Jenna Krajeski looks at how the Syrian conflict has bled into Turkey:
It has cost Turkey seven hundred and fifty million dollars to host the [Syrian] refugees, with about one hundred million more coming in from outside sources. Members of Syria’s opposition—both armed and not—consider Turkey their base, and the Turkish government’s support for them has made the country an opponent of the Assad regime in more than just words. The border is being knocked down piece by piece—whether by journalists and soldiers crossing back and forth or shells falling on Turkish towns. In a report issued this April called “Blurring the Borders: Syrian Spillover Risk for Turkey,” the International Crisis Group says that that Turkey “now has an uncontrollable, fractured, radicalized no-man’s-land on its doorstep.” The two car bombs that exploded in Reyhanli last Saturday were like two deadly exclamation points at the end of that sentence.

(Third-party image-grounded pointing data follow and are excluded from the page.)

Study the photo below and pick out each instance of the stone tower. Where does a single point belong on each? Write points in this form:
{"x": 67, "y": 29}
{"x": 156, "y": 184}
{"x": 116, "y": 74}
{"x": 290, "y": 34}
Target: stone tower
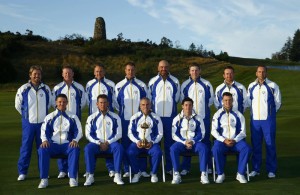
{"x": 100, "y": 31}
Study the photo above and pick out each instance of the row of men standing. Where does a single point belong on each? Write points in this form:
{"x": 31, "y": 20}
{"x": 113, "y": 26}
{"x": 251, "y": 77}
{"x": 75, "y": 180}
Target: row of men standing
{"x": 164, "y": 93}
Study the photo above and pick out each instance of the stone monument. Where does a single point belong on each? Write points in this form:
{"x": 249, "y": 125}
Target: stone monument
{"x": 100, "y": 31}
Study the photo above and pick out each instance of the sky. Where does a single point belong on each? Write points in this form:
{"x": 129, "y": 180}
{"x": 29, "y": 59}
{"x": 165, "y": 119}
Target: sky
{"x": 242, "y": 28}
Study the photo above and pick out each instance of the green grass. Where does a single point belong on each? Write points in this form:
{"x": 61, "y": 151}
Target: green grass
{"x": 288, "y": 136}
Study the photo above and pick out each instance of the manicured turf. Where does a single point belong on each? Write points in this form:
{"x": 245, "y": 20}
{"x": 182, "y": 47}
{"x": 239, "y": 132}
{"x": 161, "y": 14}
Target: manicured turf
{"x": 288, "y": 136}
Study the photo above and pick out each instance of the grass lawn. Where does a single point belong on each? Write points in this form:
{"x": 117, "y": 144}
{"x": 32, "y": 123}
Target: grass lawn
{"x": 288, "y": 136}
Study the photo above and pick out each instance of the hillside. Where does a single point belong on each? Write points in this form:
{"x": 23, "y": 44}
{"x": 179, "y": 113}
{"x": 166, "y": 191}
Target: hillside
{"x": 20, "y": 52}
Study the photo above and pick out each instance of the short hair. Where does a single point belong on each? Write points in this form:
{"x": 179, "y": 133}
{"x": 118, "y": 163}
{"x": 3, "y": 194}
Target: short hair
{"x": 67, "y": 67}
{"x": 194, "y": 64}
{"x": 35, "y": 67}
{"x": 129, "y": 64}
{"x": 229, "y": 67}
{"x": 263, "y": 66}
{"x": 102, "y": 96}
{"x": 187, "y": 99}
{"x": 227, "y": 94}
{"x": 62, "y": 96}
{"x": 145, "y": 98}
{"x": 99, "y": 65}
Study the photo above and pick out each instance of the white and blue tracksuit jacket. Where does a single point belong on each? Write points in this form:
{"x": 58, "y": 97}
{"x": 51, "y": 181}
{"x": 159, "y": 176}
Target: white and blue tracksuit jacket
{"x": 184, "y": 128}
{"x": 164, "y": 95}
{"x": 76, "y": 96}
{"x": 128, "y": 94}
{"x": 153, "y": 134}
{"x": 265, "y": 99}
{"x": 228, "y": 125}
{"x": 239, "y": 95}
{"x": 96, "y": 87}
{"x": 33, "y": 104}
{"x": 101, "y": 128}
{"x": 61, "y": 128}
{"x": 201, "y": 92}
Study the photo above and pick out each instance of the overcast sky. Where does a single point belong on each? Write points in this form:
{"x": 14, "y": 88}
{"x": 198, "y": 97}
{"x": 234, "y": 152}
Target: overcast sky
{"x": 243, "y": 28}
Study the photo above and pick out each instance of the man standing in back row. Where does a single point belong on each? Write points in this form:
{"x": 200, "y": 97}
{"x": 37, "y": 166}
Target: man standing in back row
{"x": 265, "y": 100}
{"x": 76, "y": 101}
{"x": 33, "y": 100}
{"x": 201, "y": 92}
{"x": 238, "y": 91}
{"x": 164, "y": 92}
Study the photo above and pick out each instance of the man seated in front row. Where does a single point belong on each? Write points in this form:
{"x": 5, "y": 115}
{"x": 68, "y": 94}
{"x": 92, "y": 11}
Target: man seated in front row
{"x": 60, "y": 133}
{"x": 145, "y": 131}
{"x": 103, "y": 130}
{"x": 228, "y": 128}
{"x": 187, "y": 131}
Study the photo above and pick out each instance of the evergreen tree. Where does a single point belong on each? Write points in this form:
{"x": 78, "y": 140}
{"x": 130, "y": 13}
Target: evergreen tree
{"x": 295, "y": 50}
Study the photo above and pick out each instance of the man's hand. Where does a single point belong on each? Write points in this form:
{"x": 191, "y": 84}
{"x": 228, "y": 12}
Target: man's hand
{"x": 45, "y": 144}
{"x": 149, "y": 145}
{"x": 139, "y": 144}
{"x": 229, "y": 142}
{"x": 73, "y": 144}
{"x": 189, "y": 144}
{"x": 104, "y": 146}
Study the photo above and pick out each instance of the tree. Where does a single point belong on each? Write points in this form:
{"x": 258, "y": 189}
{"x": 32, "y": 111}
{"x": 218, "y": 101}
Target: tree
{"x": 295, "y": 50}
{"x": 192, "y": 47}
{"x": 165, "y": 42}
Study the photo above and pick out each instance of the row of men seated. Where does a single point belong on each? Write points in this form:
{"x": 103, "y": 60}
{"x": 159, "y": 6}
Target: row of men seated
{"x": 61, "y": 132}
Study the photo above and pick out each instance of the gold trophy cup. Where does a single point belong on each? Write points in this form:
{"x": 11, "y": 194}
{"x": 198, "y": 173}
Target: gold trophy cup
{"x": 144, "y": 143}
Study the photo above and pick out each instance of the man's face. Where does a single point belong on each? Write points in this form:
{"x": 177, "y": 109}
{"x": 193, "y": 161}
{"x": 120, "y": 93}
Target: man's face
{"x": 187, "y": 108}
{"x": 67, "y": 74}
{"x": 61, "y": 103}
{"x": 228, "y": 75}
{"x": 129, "y": 72}
{"x": 102, "y": 104}
{"x": 99, "y": 72}
{"x": 36, "y": 77}
{"x": 227, "y": 102}
{"x": 194, "y": 72}
{"x": 163, "y": 68}
{"x": 261, "y": 73}
{"x": 145, "y": 106}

Christian Brown showcases videogames that challenge the conception of winning at all costs, such as Spec Ops: The Line:
[A]s the game progresses, generic Arab bad guys are replaced with American soldiers and sometimes civilians. The load screens — most commonly seen after the player dies — explicitly question the values of the player. “DO YOU FEEL LIKE A HERO YET?” they ask, as you wait to jump back in and shoot dozens more digital soldiers. One’s motives for playing the game are openly called into question: The decision to keep playing instead of walking away from the game is likened directly to the in-game character’s refusal to give up on his mission and stop killing. Many players (me included) quit the game in disgust at a certain point, when you drop white phosphorous mortars onto civilians being evacuated from Dubai in order to keep playing.
In an interview with Polygon, Walt Williams, who designed Spec Ops: The Line, said, “This is where the characters have to look at the consequences of their actions and say: ‘Should we have gone further? Should we have left? Should we leave now? Is it right to keep going?’ … And if the player is thinking about seriously putting down the controller at this point, then that’s exactly where we want them to be emotionally.”
Psychiatrist Allen Frances worries about the expanding definitions of mental illness in the new edition of the DSM:
The grief I felt when my wife died would now be called “major depressive disorder”; forgetfulness in older age “mild neurocognitive disorder”; my gluttony now “binge eating disorder”; and my hyperactivity “attention deficit disorder”. As for my twin grandsons’ temper tantrums, this could be misunderstood as “disruptive mood dysregulation disorder”. And if you have cancer and your doctor thinks you are too worried about it, there’s “somatic symptom disorder.” It goes on, but you get the idea.
One consolation: the kids are not suddenly getting much sicker – human nature is pretty stable. But the way we label symptoms follows fickle fashions, changing quickly and arbitrarily. And freely giving out inaccurate diagnoses can lead to grave harms – medication that isn’t needed, stigma, lower self confidence and reduced self expectation.